Ich träumte von einem rassigen Palomino, mit silbrig-weißer Mähne und Schweif.
Träume sind Schäume.

Wollmeise Pure, Palomino Semi-solid
Wollmeise Palomino
Der ihr nachgesagte Glanz allerdings ist unbeschreiblich. Das tägliche Striegeln macht sich doch bezahlt 😉

Vielleicht findet sich das „Semi“ noch auf dem langen gemeinsamen Ritt quer durch die Rippen.

Die Coast von Holst

Eine ganz persönliche und sehr subjektive Meinung:
Ich hatte sie mir, trotz der LL von 350m auf 50g etwas fülliger vorgestellt.

Holst-Coast_01
Im normalen Strickmodus liege ich bei 28/29 M und ca. 42 R. mit N 3,0 mm.
Ich habe also bewusst versucht „Locker“ zu stricken. Das war/ist dem Strickbild meiner Meinung nach nicht zuträglich, denn es ist viel unregelmäßiger als sonst.

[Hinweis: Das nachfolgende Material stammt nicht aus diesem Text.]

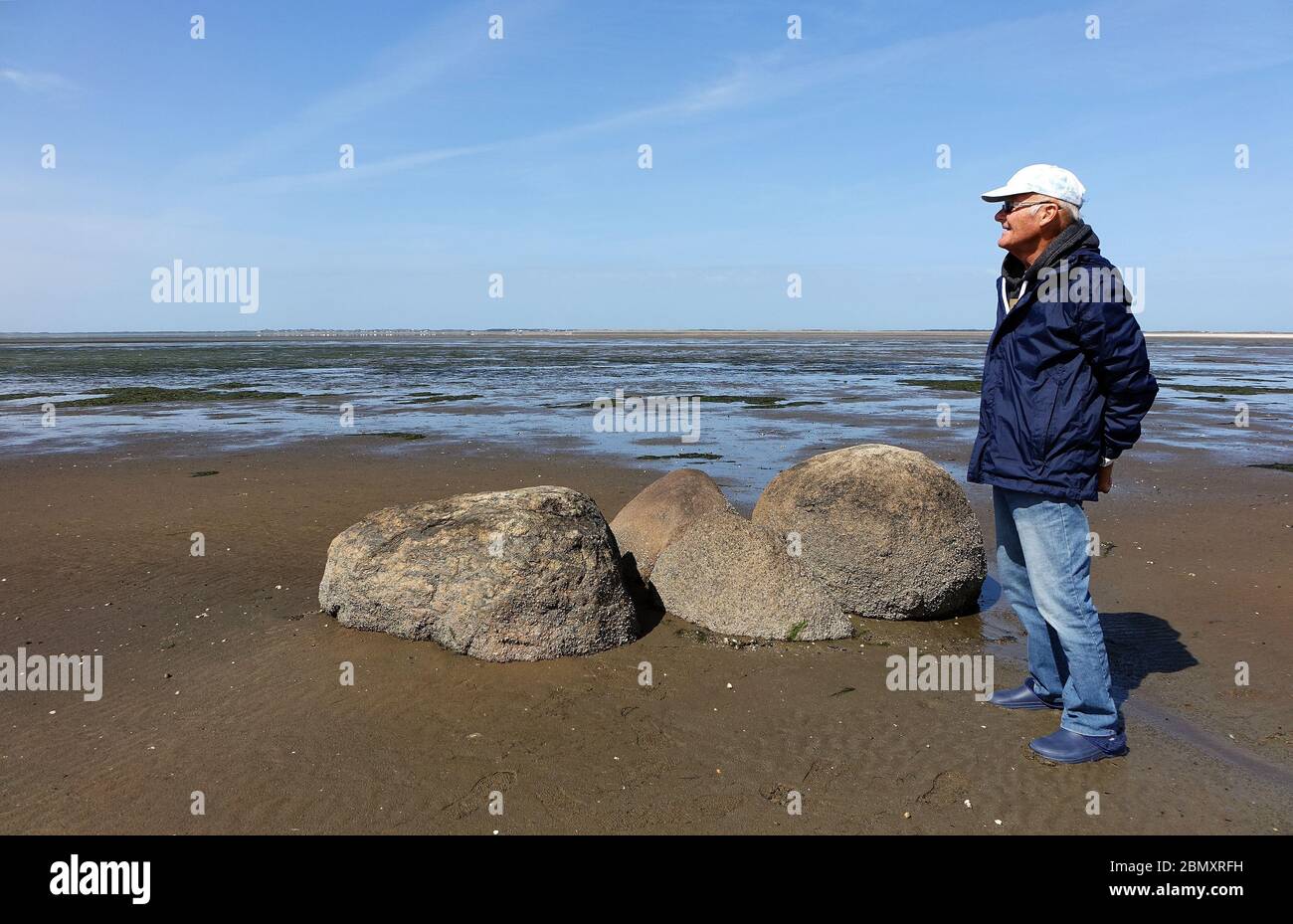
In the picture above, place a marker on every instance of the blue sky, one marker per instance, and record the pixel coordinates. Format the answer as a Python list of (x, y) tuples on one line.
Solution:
[(520, 156)]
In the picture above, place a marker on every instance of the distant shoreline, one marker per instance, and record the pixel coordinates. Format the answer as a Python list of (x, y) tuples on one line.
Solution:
[(395, 333)]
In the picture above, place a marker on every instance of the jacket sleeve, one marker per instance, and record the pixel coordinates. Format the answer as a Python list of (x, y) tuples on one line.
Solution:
[(1115, 346)]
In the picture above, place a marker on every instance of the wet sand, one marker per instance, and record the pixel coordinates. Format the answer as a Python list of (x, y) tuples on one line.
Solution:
[(221, 676)]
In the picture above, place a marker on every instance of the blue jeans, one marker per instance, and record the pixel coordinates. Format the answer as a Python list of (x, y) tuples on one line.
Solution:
[(1045, 574)]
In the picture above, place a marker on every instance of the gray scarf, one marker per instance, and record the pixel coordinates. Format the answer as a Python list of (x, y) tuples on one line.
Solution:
[(1076, 237)]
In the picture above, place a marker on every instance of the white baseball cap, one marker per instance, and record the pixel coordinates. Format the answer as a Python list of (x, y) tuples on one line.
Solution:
[(1043, 178)]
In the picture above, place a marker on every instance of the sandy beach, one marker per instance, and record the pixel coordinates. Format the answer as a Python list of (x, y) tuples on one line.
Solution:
[(221, 674)]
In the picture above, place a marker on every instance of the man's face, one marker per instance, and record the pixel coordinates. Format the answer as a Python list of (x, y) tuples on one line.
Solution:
[(1020, 228)]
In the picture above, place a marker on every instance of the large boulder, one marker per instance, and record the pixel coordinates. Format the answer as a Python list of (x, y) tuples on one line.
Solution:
[(888, 531), (729, 575), (651, 519), (508, 575)]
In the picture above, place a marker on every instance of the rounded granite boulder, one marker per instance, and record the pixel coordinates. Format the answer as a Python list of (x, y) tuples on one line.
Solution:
[(884, 529), (732, 577), (505, 575), (662, 509)]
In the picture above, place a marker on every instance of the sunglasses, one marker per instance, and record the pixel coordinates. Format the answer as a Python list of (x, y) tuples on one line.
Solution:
[(1008, 207)]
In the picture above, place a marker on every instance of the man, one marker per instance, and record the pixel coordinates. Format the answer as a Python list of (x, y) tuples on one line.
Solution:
[(1065, 381)]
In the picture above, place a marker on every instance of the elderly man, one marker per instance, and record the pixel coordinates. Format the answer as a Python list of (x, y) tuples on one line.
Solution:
[(1065, 381)]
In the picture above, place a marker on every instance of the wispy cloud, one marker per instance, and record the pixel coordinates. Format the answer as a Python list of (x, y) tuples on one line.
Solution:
[(35, 82)]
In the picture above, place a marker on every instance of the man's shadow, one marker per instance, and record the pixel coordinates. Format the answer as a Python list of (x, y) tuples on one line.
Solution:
[(1139, 644)]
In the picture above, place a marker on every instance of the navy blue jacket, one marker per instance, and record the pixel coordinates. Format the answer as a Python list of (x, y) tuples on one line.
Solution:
[(1064, 381)]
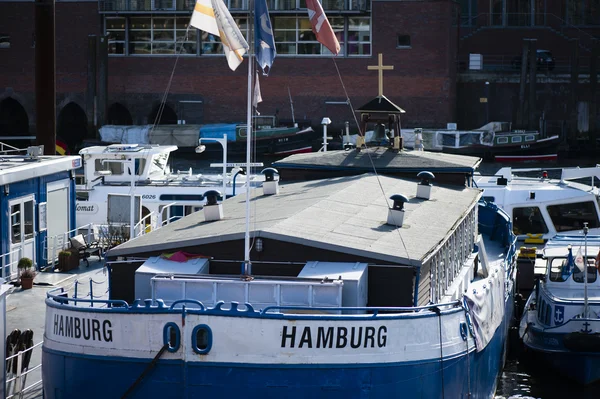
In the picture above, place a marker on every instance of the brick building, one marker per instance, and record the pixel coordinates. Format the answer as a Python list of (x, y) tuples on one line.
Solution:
[(427, 41)]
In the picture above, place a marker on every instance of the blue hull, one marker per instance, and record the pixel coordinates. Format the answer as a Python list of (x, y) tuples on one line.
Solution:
[(66, 376)]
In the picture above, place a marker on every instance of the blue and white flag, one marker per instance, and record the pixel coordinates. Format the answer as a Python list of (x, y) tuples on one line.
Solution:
[(264, 42)]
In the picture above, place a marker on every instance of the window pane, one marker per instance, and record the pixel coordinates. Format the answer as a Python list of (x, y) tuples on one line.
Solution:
[(28, 219), (528, 220), (572, 216), (15, 223)]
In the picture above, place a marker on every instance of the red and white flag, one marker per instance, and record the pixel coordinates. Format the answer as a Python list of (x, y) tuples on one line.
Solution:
[(321, 27)]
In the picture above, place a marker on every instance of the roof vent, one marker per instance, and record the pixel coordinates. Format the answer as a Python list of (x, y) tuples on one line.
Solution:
[(396, 212), (271, 184), (424, 187), (213, 210)]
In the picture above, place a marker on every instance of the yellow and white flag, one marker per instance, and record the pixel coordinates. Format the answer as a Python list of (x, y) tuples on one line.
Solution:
[(212, 16)]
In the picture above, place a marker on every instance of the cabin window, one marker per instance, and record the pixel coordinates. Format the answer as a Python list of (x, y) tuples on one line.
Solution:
[(567, 217), (15, 223), (159, 163), (115, 168), (28, 220), (528, 220), (578, 275), (201, 339), (171, 337)]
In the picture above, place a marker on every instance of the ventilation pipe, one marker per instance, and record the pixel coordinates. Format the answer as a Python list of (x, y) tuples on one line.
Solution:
[(396, 212), (424, 187), (213, 210), (271, 184)]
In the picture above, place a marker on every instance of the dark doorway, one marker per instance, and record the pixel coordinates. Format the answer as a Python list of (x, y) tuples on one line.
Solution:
[(71, 127), (167, 117), (13, 122), (119, 115)]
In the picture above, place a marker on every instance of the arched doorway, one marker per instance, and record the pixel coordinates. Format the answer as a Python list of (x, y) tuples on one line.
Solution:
[(72, 126), (118, 114), (14, 122), (167, 117)]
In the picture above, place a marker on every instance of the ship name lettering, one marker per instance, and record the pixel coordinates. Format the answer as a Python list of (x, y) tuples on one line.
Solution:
[(82, 327), (334, 337)]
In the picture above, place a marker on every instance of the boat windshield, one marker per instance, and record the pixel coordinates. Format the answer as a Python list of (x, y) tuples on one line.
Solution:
[(560, 271), (159, 163), (566, 217)]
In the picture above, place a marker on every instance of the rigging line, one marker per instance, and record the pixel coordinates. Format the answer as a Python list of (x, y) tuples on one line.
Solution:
[(369, 154), (166, 93)]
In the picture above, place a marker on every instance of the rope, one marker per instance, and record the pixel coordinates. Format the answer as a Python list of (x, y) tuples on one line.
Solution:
[(368, 154), (146, 371)]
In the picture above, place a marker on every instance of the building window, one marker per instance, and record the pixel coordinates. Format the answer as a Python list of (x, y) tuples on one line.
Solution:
[(143, 36), (403, 41), (4, 40)]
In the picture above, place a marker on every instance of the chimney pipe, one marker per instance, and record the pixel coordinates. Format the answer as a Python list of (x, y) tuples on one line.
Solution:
[(424, 187), (396, 212), (271, 184), (213, 210)]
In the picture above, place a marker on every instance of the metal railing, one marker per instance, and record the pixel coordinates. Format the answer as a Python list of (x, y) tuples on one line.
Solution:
[(16, 383)]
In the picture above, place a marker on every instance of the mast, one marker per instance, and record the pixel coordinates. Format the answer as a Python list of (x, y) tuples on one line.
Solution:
[(247, 265), (585, 295)]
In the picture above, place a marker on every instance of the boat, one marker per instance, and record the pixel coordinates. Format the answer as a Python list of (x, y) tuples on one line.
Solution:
[(495, 141), (336, 301), (561, 323), (270, 138), (545, 202), (106, 186)]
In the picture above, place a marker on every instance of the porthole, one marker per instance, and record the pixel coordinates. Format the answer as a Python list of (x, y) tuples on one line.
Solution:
[(201, 339), (171, 337)]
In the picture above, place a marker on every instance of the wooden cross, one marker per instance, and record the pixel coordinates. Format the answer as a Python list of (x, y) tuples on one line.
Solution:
[(380, 68)]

Abendliche Neuansätze und auch den „Verfall“ in die normale Strickroutine kann man deutlich erkennen.
Ich finde, sie ist nicht reißfest, aber ich bin keine Strickerin die arg zerrt und zupft. Das ist okay.
Ab und an schleichen sich etwas dünner verspinnte Abschnitte ein.  Geschmacksache, mich hat es an einigen Stellen genervt.

So wie ich sie verstrickt habe, ist sie leicht, luftig aber nicht „löchrig“ Es sind noch einige Ballen im Vorrat

Holst_Coast_Februar2015

und die werden „sommerlich“ verstrickt oder ich versuche es mal mit 2 Fäden.
Nach der WaMa ist der Hint of Summer etwas in der Länge geschrumpft, das sollte man bedenken.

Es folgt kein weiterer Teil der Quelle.